Yumiko Takeshima

Yumiko Takeshima, designer and founder was born in Asahikawa, Japan to parents who owned a small Kimono business, Takeshima began dancing at the age of four in Sapporo, Japan. At the age of 14 she left home to study with the San Francisco Ballet school, soon after receiving her first professional dance contract.

In 1993, Yumiko Takeshima moved from New York City to join the Dutch National Ballet, where she continued to develop her passion for designing dancewear and costumes. In early 2002 she launched YUMIKO dancewear and the YumiGirl Network.

Since 2002, Takeshima has continued to develop her made-to-order line, as well as a ready-to-wear line, of high quality, great fitting, and beautifully designed dance and activewear for women and men. In addition, since moving to Amsterdam, Netherlands, Takeshima has designed costumes for numerous choreographers, most notably David Dawson and William Forsythe and has been praised in the press not only as a dancer, but also for designing some of the most elegant, simple, and beautiful dance costumes in the European dance world.

Since Yumiko's retirement from from dance in April 2014, Yumiko has been focused on designing and developing new styles and products for the company.

The Leotard

Yumiko makes one thing.

Since 2002, the leotard has been the whole of our work, a single garment, returned to and refined rather than added to. It began with a handful of designs by Yumiko Takeshima, a ballerina who couldn't find a leotard that moved the way she did, and so drew her own. Dancers recognised them at once. They still do.

Much of what we make is cut to order. You choose the line, the fabric, the length of a sleeve, the rise of a leg, and the piece is made for one body, yours. Next to the made-to-order work sits an equal collection of ready-to-wear, along with the Black Label, unique, exclusive designs that are most fully Yumiko's own.

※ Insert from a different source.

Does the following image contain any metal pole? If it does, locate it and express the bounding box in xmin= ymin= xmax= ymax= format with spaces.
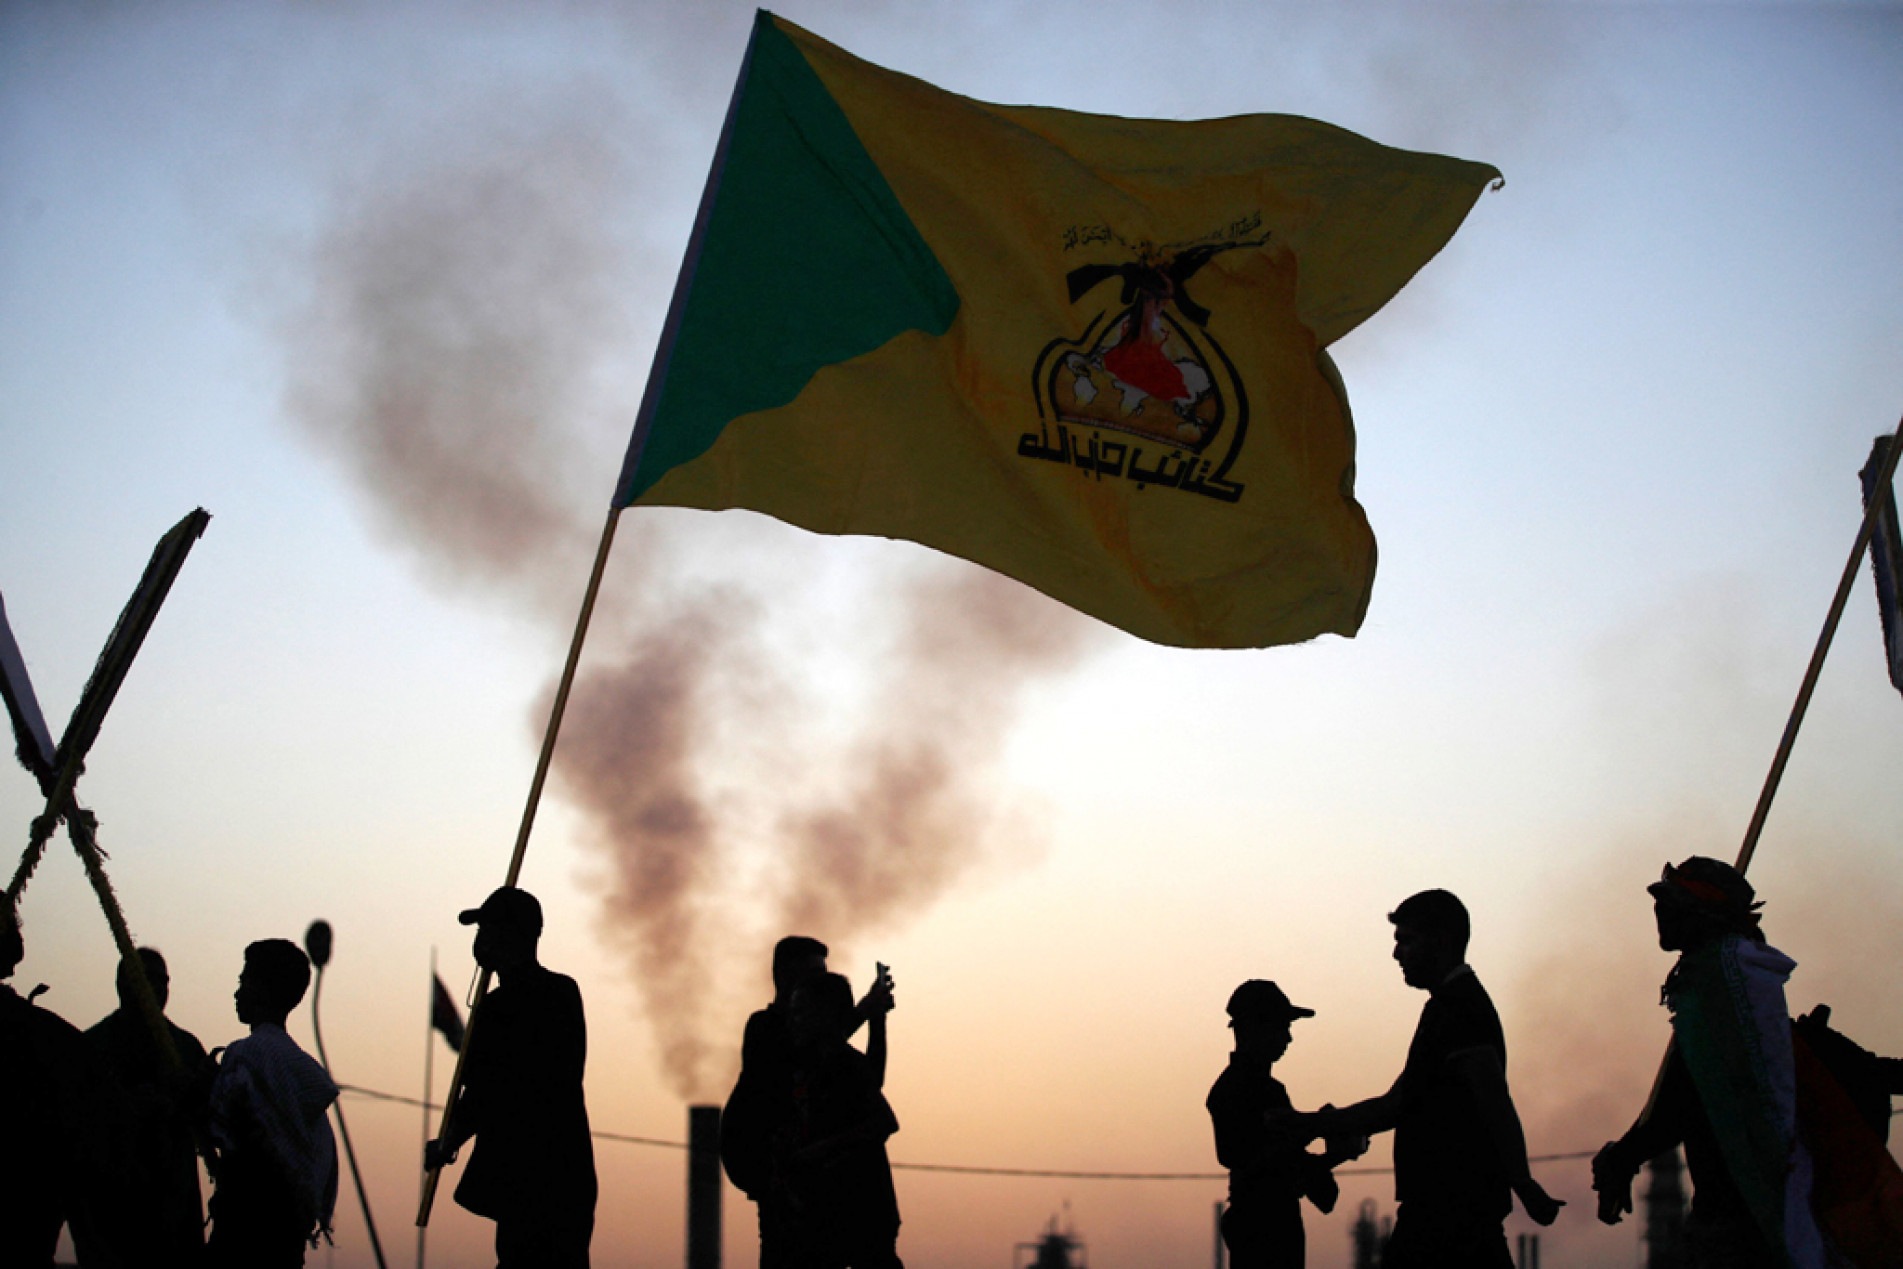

Today the leotards are still made by hand in Cazalla de la Sierra, a white town in the Andalusian hills north of Seville, by people who have spent years learning the particular discipline a leotard asks for. Our work has dressed the choreography of William Forsythe and David Dawson, and a great deal of dancing the world never learns a name for.

We don't chase the season. We make the leotard, well, and then we make it again.